9

1.4K 233 25
                                    

Lagi, Iris seperti melihat potongan film lama dengan rona hitam putih, tidak ada suara yang dapat ia dengar selain suara derau layaknya televisi dengan tayangan buram. Di sana ia melihat dirinya berdiri di sebuah tanah bebatuan, lima langkah lagi ia sudah jatuh dari tebing ke laut di bawahnya. Iris mengedarkan padangannya ke sekeliling dan melihat bahwa permukaan air laut telah naik hingga menenggelamkan daratan sekitar. Juga seorang raksasa yang terus mengayunkan borgol rantainya merusak rumah-rumah yang rata-rata hanya setinggi lututnya.

Mulutnya terus meraung-raung, seiring langkahnya yang dapat meruntuhkan jalan dan bangunan di sekitarnya. Sementara gelombang air terus bergerak melalap daratan, menenggelamkan rumah-rumah yang sudah hancur dan orang-orang dengan tubuh remuk.

Gadis itu tidak tahu, ia berada di mana, tapi pemandangan itu membuat perasaan takut merengkuh dirinya dalam-dalam. Kemudian apa yang ia lihat berhenti, berganti dengan garis-garis semut persis rekaman yang telah rusak, beberapa diantaranya bahkan bisa mengganti suara derau menjadi suara decitan yang memekakkan telinganya.

Tahu-tahu ia sudah melihat laut lepas lagi, tapi di arah pukul 10, ia bisa melihat cahaya yang semakin lama semakin membesar. Hingga cahaya itu cukup menyilaukan baginya, suara ledakan membuat apa yang ia lihat buyar.

Iris segera melihat langit-langit kamarnya yang terbuat dari papan-papan kayu berukuran dua puluh sentimeter kali satu meter itu. Ia mendapati tubuhnya berkeringat sangat banyak, jadi ia berinisiatif mengambil sakelar selimut untuk mematikan pemanasnya. Pemanas ruangan yang ada di sudut kamarpun turut ia matikan, setelah itu ia menarik kelambu roman ke bawah supaya kain itu tergulung dengan sendirinya. Di luar belum bersalju, tapi ia dapat menemukan sebagian besar pohon telah kehilangan daunnya.

Kira-kira, mimpi apa itu ya?

Ia beranjak turun dan menyapa paman serta bibinya yang sudah bersiap di meja makan, Iris berjalan lurus menuju pintu kamar mandi dan membilas tubuhnya.

"Ini sarapanmu." Bibinya menyodorkan sepiring telur, kentang tumbuk dan bakon.
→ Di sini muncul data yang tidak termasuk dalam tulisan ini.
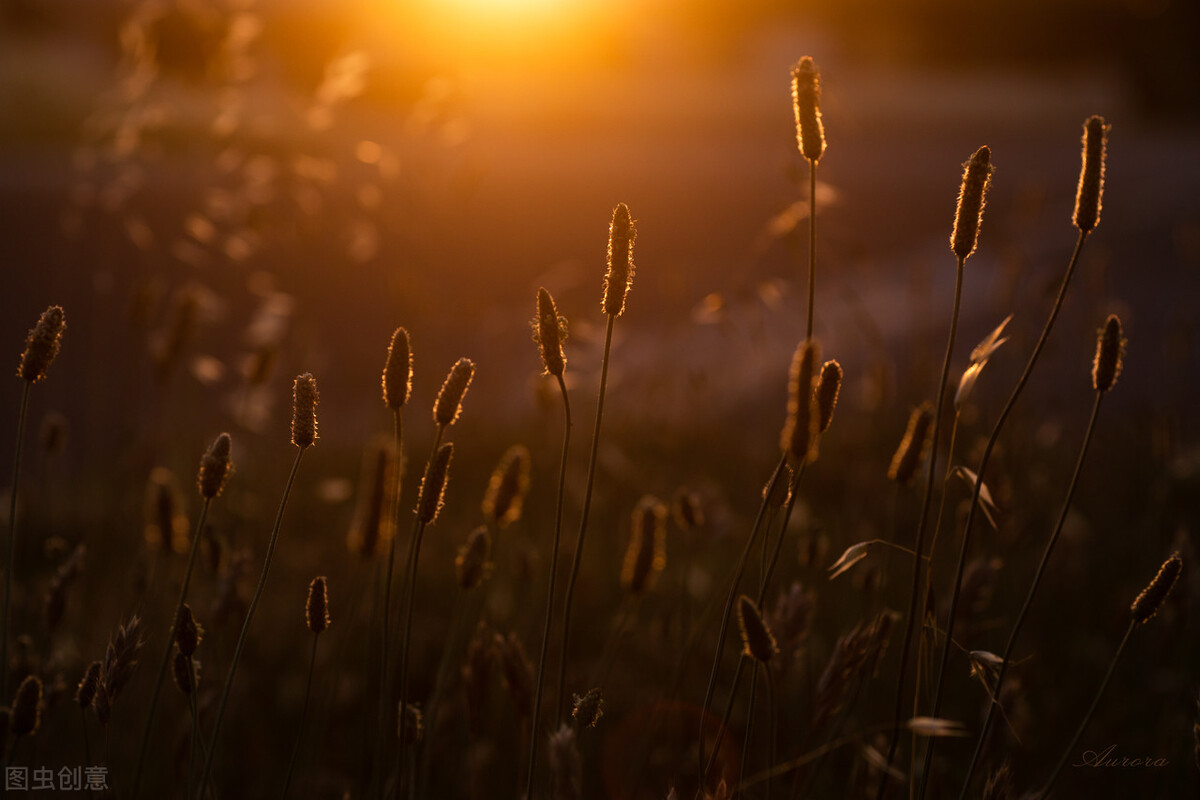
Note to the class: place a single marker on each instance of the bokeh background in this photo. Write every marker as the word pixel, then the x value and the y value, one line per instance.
pixel 222 194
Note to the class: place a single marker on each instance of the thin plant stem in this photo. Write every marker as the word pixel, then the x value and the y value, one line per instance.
pixel 1087 717
pixel 813 244
pixel 12 540
pixel 725 615
pixel 583 523
pixel 304 715
pixel 550 591
pixel 414 554
pixel 1033 589
pixel 981 473
pixel 167 649
pixel 397 459
pixel 245 625
pixel 915 594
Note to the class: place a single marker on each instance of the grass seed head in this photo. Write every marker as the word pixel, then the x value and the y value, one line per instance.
pixel 215 467
pixel 27 707
pixel 972 198
pixel 471 564
pixel 807 107
pixel 619 272
pixel 449 403
pixel 911 452
pixel 1091 174
pixel 42 344
pixel 757 641
pixel 433 485
pixel 397 371
pixel 304 410
pixel 316 611
pixel 550 332
pixel 504 498
pixel 1109 350
pixel 828 385
pixel 1155 595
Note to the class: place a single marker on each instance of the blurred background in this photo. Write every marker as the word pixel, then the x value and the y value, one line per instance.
pixel 226 193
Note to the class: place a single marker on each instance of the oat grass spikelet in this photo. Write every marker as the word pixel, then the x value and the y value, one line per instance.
pixel 433 485
pixel 972 198
pixel 397 372
pixel 215 467
pixel 1109 349
pixel 807 108
pixel 42 344
pixel 304 410
pixel 1155 595
pixel 1091 175
pixel 449 403
pixel 646 555
pixel 911 452
pixel 757 641
pixel 27 707
pixel 619 274
pixel 316 611
pixel 504 498
pixel 550 332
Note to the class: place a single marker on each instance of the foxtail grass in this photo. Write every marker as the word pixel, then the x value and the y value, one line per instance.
pixel 304 434
pixel 1086 217
pixel 550 330
pixel 617 281
pixel 967 218
pixel 216 464
pixel 1107 366
pixel 317 619
pixel 42 347
pixel 1144 608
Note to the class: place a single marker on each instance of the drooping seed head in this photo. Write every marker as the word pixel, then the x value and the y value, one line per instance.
pixel 87 689
pixel 189 632
pixel 433 485
pixel 646 555
pixel 42 344
pixel 1155 595
pixel 316 611
pixel 185 669
pixel 799 434
pixel 449 403
pixel 911 452
pixel 397 371
pixel 1091 175
pixel 757 641
pixel 1109 350
pixel 550 332
pixel 471 565
pixel 807 107
pixel 828 385
pixel 304 410
pixel 972 198
pixel 504 498
pixel 27 707
pixel 619 274
pixel 215 467
pixel 588 708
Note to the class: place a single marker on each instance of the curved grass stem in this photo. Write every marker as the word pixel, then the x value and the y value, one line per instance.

Tak lupa ia menata saos-saos penambah rasa di tengah meja makan.

Setelah semua duduk di meja makan, semuanya menggerakkan tangan mereka dari kepala, dada kiri, lalu ke kanan dan kembali lagi, kemudian berdoa. Selesai berdoa, mereka ulangi lagi gerakan tangan itu.

"Masih sakit?" tanya bibinya sambil mengiris kentang tumbuk menggunakan garpu.

Iris menatap telapak tangannya sebentar. "Tidak." Ia pun ikut menyuap kentang tumbuk ke mulutnya. Rasa segar, lembut, dan hangat dari kentang tumbuk buatan bibinya menguar di dalam mulut.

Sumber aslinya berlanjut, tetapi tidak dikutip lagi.